W swoim pierwszym meczu tyszanie grali z rówieśnikami z Bytomia. Od pierwszej minuty dobra gra przełożyła się na wynik 13:2 po pierwszej kwarcie. I kiedy w kolejnej łatwe punkty szybko zdobyli Patryk Wojtyka i Mateusz Żmuda i wydawało się, że mecz potoczy się bez historii, tyska drużyna stanęła. Nieporadność w grze w ataku, straty oraz coś co pierwszy raz mogliśmy zauważyć – słaba obrona. Od tego momentu inicjatywę przejęła drużyna z Bytomia. Postawa naszych chłopców była tak katastrofalna, że pod koniec III kwarty trener Majcherowicz zmuszony był do wzięcia przerwy na żądanie przy zaledwie 4-punktowym prowadzeniu tyszan. I choć obraz gry się poprawił, to nadal raziła w oczy nieskuteczność. IV kwarta wygrana po mękach 8:4, a cały mecz 37:28. W najważniejszych momentach najbardziej moglismy liczyć na “Żmudzika”, który chwilami samodzielnie walczył po obu stronach boiska z koalicą bytomskich zawodników. Mateusz zdobył w tym meczu 10 punktów, 7 dołożył Tobiasz Bernaś, a 6 Kacper Szczepanek.
Trzeba przyznać, że tak słabego występu w wykonaniu młodych tyszan dawno nie mieliśmy okazji oglądać. Dużo prostych błędów, nietrafionych rzutów osobistych, a przede wszystkim zmarnowanych okazji spod samego kosza, przełożyło się na najniższą w sezonie zdobycz punktową. Cieszy natomiast, że nawet przy gorszym dniu potrafiliśmy wygrać.
Co stało się w szatni pomiędzy pierwszym i drugim meczem zostanie na zawsze tajemnicą, ale widac było, że rozmowa poskutkowała. Na spotkanie z Czeladzią tyski zespół wyszedł odmieniony. Wróciła przede wszystkim agresja w obronie oraz dokładniejsza gra w ataku. Drużyna MOSM rządziła od pierwszej minuty. Koncertowo tyszanie zagrali drugą kwartę, którą wygrali 21:4. Ważnym elementem zespołu był Krzysiu Machała, który nie dość, że “wyłączył” z gry lidera Czeladzi notując na nim 3 przechwyty, to jeszcze sam zdobył 10 punktów w meczu. III kwarta może niezbyt skuteczna, ale wygrana w stosunku 6:0 spowodowała, że w ostatniej odsłonie na parkiecie mogliśmy oglądać zmienników Wiktora Żurawika, Piotrka Rakowskiego czy Adama Pogorela.

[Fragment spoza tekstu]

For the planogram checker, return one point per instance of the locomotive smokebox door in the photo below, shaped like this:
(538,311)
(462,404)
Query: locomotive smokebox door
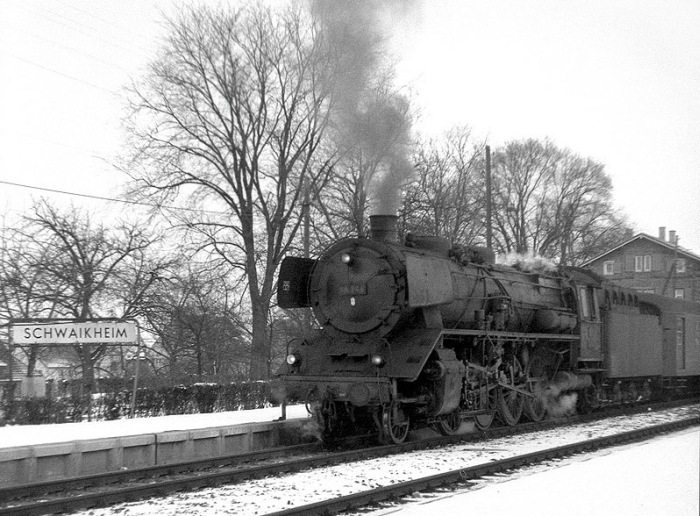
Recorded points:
(293,284)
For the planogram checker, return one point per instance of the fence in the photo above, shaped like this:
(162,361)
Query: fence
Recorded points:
(71,401)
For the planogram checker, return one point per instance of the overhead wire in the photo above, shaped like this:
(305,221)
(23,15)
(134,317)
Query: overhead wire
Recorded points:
(109,199)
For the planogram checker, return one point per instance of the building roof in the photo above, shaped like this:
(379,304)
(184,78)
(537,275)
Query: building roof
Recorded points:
(643,236)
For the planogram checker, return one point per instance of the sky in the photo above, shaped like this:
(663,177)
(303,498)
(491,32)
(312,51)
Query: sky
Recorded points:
(616,81)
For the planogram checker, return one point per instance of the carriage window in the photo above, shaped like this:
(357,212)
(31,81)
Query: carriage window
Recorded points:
(609,268)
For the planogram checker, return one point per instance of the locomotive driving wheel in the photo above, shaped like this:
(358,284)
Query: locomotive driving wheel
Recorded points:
(396,423)
(449,423)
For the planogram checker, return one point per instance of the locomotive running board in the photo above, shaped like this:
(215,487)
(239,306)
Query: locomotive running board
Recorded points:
(512,335)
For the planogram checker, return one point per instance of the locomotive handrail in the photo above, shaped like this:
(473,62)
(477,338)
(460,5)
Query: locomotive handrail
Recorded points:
(512,335)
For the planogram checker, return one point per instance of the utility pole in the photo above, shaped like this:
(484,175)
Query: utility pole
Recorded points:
(489,230)
(306,209)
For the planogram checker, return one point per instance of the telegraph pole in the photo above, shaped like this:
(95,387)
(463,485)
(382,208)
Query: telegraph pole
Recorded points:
(489,230)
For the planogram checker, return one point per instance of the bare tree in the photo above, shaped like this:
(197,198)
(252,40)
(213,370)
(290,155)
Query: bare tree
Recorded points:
(522,171)
(195,317)
(232,115)
(74,269)
(447,198)
(552,202)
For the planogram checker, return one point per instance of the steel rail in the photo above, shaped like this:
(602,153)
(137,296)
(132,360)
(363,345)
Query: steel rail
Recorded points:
(130,475)
(380,494)
(155,485)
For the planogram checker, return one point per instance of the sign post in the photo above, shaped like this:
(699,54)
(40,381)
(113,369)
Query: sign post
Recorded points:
(56,332)
(136,374)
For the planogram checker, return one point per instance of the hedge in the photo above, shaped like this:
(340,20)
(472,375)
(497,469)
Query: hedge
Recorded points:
(198,398)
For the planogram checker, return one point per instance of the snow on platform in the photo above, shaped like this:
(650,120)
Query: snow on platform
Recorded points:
(660,477)
(30,435)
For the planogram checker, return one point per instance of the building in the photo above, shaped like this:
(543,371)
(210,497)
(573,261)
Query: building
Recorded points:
(652,265)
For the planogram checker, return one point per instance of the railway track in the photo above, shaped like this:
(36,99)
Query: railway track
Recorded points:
(87,492)
(463,475)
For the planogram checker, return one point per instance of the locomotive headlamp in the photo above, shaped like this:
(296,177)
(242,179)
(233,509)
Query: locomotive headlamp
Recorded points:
(378,360)
(293,359)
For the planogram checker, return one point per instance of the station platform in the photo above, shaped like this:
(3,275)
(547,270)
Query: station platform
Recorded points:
(37,453)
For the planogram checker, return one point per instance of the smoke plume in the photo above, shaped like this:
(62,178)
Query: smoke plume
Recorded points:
(372,119)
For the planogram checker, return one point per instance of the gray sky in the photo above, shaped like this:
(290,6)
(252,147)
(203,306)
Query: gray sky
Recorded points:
(617,81)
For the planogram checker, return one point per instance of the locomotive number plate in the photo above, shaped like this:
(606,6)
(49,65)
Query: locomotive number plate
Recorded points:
(353,289)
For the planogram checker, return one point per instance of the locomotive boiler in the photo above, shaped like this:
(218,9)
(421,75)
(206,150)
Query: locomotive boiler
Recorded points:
(426,333)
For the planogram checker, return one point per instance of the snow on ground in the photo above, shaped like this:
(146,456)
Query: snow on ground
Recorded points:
(28,435)
(276,493)
(658,477)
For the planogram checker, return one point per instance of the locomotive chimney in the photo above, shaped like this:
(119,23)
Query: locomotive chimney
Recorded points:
(662,233)
(383,228)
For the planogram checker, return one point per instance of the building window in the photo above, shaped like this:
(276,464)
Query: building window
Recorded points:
(609,268)
(680,265)
(680,342)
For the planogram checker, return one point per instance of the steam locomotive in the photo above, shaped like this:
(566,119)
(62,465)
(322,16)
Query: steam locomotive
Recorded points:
(426,333)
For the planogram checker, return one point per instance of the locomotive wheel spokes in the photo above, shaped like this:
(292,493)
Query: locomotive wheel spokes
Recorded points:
(329,413)
(483,421)
(396,423)
(510,402)
(450,423)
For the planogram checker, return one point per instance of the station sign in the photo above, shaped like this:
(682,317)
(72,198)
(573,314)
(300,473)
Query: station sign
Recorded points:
(103,332)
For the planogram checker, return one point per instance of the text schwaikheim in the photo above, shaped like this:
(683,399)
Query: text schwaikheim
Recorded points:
(69,333)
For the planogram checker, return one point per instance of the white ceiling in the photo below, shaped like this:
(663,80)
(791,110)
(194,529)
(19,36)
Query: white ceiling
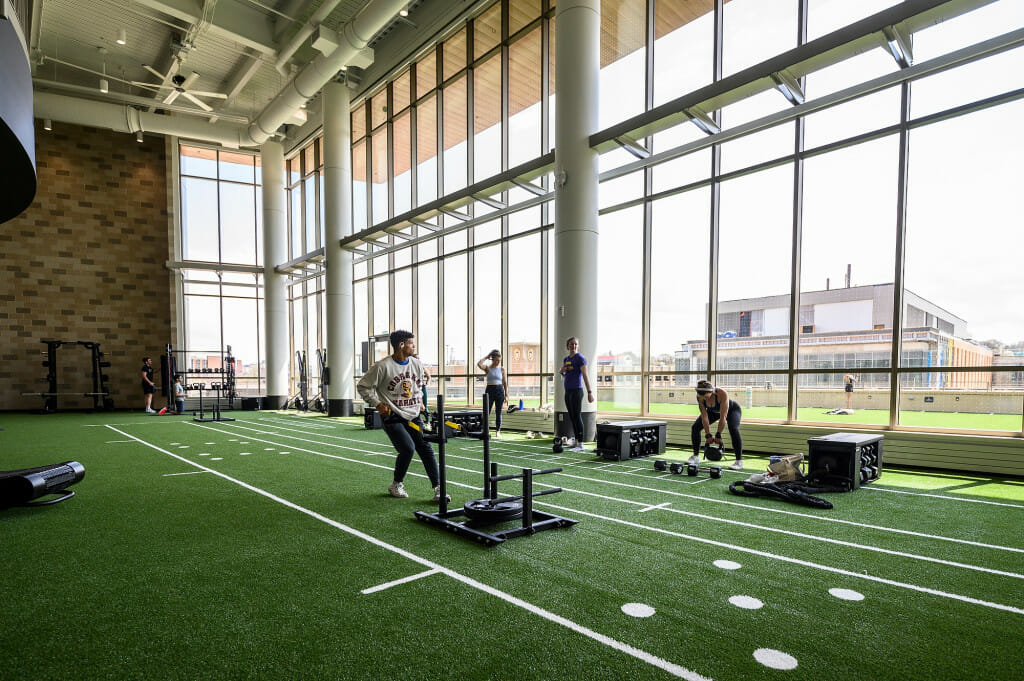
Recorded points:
(231,44)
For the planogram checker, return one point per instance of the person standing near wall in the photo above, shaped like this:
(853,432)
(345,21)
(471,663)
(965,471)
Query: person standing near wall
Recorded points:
(574,375)
(496,392)
(848,382)
(148,387)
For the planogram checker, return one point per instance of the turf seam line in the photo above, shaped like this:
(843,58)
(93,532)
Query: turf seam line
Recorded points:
(813,538)
(957,499)
(693,497)
(797,561)
(395,583)
(615,644)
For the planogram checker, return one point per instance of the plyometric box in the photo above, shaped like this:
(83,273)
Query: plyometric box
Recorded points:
(467,420)
(372,419)
(854,456)
(629,439)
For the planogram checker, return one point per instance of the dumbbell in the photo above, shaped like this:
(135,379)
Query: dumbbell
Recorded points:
(675,467)
(713,452)
(713,471)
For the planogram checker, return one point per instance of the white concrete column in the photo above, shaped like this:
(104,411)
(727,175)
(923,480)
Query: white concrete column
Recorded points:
(274,284)
(576,233)
(337,224)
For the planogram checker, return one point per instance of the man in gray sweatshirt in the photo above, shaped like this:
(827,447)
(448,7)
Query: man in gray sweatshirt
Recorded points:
(394,387)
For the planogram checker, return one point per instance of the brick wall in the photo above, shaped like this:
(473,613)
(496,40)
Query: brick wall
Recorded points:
(86,262)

Po ostatniej syrenie wynik na tablicy 42:12 dla MOSM Tychy. Po wygranej na twarzy trenera Majcherowicza pojawił się uśmiech i widac było dużę ulgę. “Najważniejsze są dwa zwycięstwa” – jak stwierdził. Ale trzeba przyznać, że bytomskie kosze były w tą sobotę dla naszych chłopców jak zaczarowane.
Tradycyjnie zapraszmy do pełnej galerii zdjęć z tego turnieju autorstwa Ani i Piotra Machałów.
Ostatni turniej zagramy 23 lub 24 kwietnia w naszej hali. Przeciwnikami będą drużyny z Cieszyna i Żor.